Saratoga News

Photograph by Robert Scheer

7th-grader Greg Homen puts a screw into a new garden fence at Sacred Heart, while his dad, Frank Homen, supervises.

Students at Sacred Heart launch a 'harvest garden'

By Tim Persyn

Throughout the morning of May 15, gray and black clouds covered the sky, sending Mother Nature's hint that rain was on the way. As the school bell rang at 12:30, a group of Sacred Heart School students ran across the baseball diamond behind the school, toward a patch of dirt surrounded by a skeletal fence.

As the children gathered at a playground nearby, an adult volunteer labored to complete the fence, which will protect Sacred Heart's new school garden.

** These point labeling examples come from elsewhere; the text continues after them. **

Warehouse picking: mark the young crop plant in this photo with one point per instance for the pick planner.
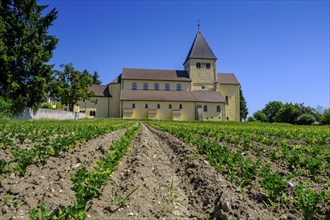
(309, 201)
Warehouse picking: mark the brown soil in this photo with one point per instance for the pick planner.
(162, 177)
(49, 183)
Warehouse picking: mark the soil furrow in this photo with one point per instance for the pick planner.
(162, 177)
(50, 183)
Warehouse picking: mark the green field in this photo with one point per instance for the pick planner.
(278, 166)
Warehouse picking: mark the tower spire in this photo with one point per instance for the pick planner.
(199, 26)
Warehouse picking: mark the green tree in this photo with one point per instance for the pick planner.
(71, 86)
(288, 113)
(260, 116)
(271, 109)
(243, 106)
(305, 119)
(96, 78)
(25, 49)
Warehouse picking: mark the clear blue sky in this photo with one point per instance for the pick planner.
(279, 50)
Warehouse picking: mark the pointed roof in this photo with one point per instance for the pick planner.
(200, 49)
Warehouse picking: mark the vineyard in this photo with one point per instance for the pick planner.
(112, 168)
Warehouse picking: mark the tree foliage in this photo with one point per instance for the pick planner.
(260, 116)
(71, 86)
(305, 119)
(243, 106)
(96, 78)
(271, 109)
(25, 48)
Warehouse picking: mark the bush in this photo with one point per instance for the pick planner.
(251, 119)
(260, 116)
(305, 119)
(326, 117)
(47, 105)
(10, 108)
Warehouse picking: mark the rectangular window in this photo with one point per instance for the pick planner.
(145, 86)
(134, 86)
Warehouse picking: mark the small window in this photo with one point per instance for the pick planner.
(134, 86)
(205, 108)
(145, 86)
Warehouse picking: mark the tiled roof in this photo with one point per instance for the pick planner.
(182, 96)
(100, 90)
(200, 49)
(227, 78)
(152, 74)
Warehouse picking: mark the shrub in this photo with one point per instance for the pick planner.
(251, 119)
(260, 116)
(306, 119)
(10, 108)
(47, 105)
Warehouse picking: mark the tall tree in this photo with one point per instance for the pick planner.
(243, 106)
(25, 48)
(71, 86)
(96, 78)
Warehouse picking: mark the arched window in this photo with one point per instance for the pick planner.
(205, 108)
(145, 86)
(134, 86)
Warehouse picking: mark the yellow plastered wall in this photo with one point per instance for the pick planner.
(233, 108)
(101, 107)
(201, 77)
(211, 114)
(114, 100)
(164, 112)
(127, 84)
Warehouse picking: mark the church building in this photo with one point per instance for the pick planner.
(197, 92)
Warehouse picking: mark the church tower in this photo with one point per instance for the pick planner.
(201, 65)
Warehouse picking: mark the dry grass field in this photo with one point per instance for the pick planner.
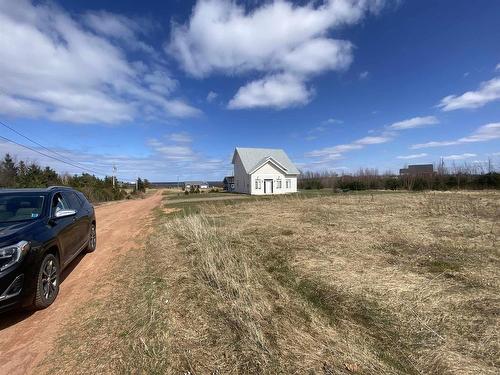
(392, 283)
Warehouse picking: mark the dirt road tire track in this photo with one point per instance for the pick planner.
(26, 337)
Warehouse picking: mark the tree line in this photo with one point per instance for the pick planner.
(457, 177)
(22, 174)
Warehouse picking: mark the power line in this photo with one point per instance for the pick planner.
(52, 157)
(46, 148)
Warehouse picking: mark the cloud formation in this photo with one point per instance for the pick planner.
(487, 92)
(69, 69)
(415, 122)
(224, 37)
(459, 156)
(413, 156)
(484, 133)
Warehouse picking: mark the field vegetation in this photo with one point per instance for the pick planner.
(389, 283)
(22, 174)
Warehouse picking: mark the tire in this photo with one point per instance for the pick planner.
(92, 239)
(47, 283)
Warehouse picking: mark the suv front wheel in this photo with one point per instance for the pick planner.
(47, 287)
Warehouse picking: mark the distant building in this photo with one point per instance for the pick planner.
(196, 184)
(417, 169)
(228, 183)
(259, 171)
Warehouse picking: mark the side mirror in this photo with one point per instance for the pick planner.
(64, 213)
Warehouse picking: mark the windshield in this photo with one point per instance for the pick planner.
(19, 207)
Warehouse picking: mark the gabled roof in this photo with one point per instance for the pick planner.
(253, 158)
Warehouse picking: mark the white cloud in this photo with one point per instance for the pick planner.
(212, 95)
(56, 68)
(415, 122)
(363, 75)
(332, 120)
(336, 151)
(277, 38)
(161, 165)
(413, 156)
(278, 91)
(459, 157)
(488, 92)
(484, 133)
(180, 137)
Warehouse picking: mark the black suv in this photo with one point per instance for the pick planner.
(41, 232)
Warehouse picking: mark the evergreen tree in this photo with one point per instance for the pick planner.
(8, 172)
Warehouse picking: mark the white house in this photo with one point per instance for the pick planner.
(260, 171)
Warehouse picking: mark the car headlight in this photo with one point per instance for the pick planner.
(11, 255)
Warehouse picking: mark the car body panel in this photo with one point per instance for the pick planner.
(64, 236)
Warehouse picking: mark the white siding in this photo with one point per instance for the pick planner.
(241, 178)
(269, 172)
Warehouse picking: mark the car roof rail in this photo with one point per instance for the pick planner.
(59, 187)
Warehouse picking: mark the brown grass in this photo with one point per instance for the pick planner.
(384, 283)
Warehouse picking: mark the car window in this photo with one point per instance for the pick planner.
(74, 202)
(20, 207)
(59, 203)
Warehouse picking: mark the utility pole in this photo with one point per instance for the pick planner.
(114, 176)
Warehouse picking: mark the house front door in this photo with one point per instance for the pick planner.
(268, 186)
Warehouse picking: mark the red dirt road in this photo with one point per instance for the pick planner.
(25, 337)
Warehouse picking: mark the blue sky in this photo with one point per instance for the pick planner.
(166, 90)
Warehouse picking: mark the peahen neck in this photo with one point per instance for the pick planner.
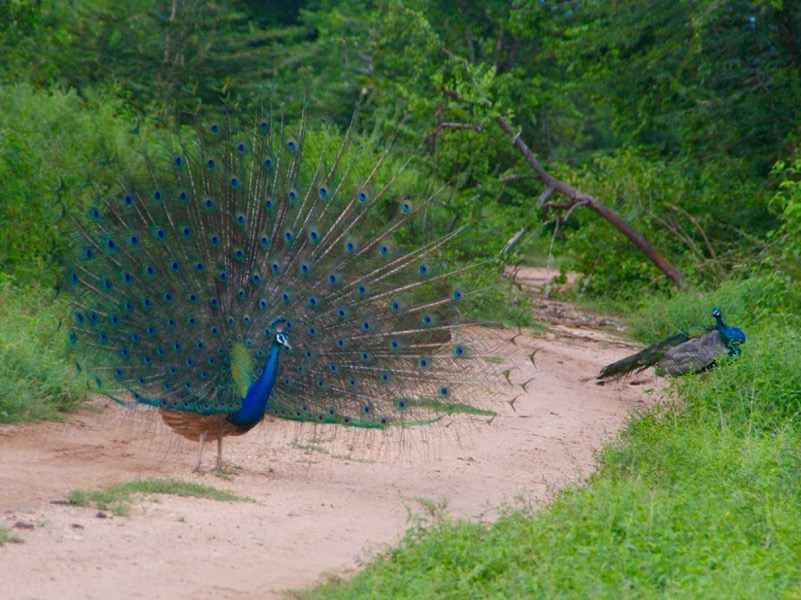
(254, 403)
(733, 337)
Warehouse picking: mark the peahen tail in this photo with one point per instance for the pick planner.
(643, 359)
(254, 272)
(692, 351)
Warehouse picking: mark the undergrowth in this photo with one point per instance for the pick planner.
(118, 498)
(37, 380)
(700, 497)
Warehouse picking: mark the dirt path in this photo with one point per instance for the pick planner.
(321, 505)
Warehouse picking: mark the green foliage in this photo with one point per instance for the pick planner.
(699, 516)
(700, 497)
(704, 242)
(119, 497)
(6, 537)
(766, 298)
(788, 199)
(171, 58)
(37, 381)
(52, 147)
(694, 78)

When the fence around the 1,200 square foot patch of land is completed, the students of Sacred Heart will plant the seeds of a "harvest garden", which will include pumpkins, squash and corn. The garden will be harvested in the fall, perhaps in time for Halloween.

After the produce is harvested, it will be donated to the poor.

Judy and Frank Homen, Sacred Heart parents, have offered their gardening and landscaping skills to get the garden up and running. Meanwhile, Jennifer Sequeira, also a Sacred Heart parent, did much of the organizational work to make the garden happen.

Other members of the Sacred Heart school community have donated time and effort to the garden, while Greenbrier Homes contributed money for materials to build the fence.

Sequeria said the garden can benefit the school's curriculum, in addition to serving the community. In the fall, the garden will be available to science teachers. "The garden is a great way to provide a tool to science teachers while being able to grow something to give to the community," she said.

Seventh and eighth graders might also use the garden to complete community service hours, she added.

Judy Homen summarized the benefits of the garden. "We said, 'Hey let's have garden--we can teach kids to grow veggies and then teach them to give back."

This article appeared in the Saratoga News, May 22, 1996.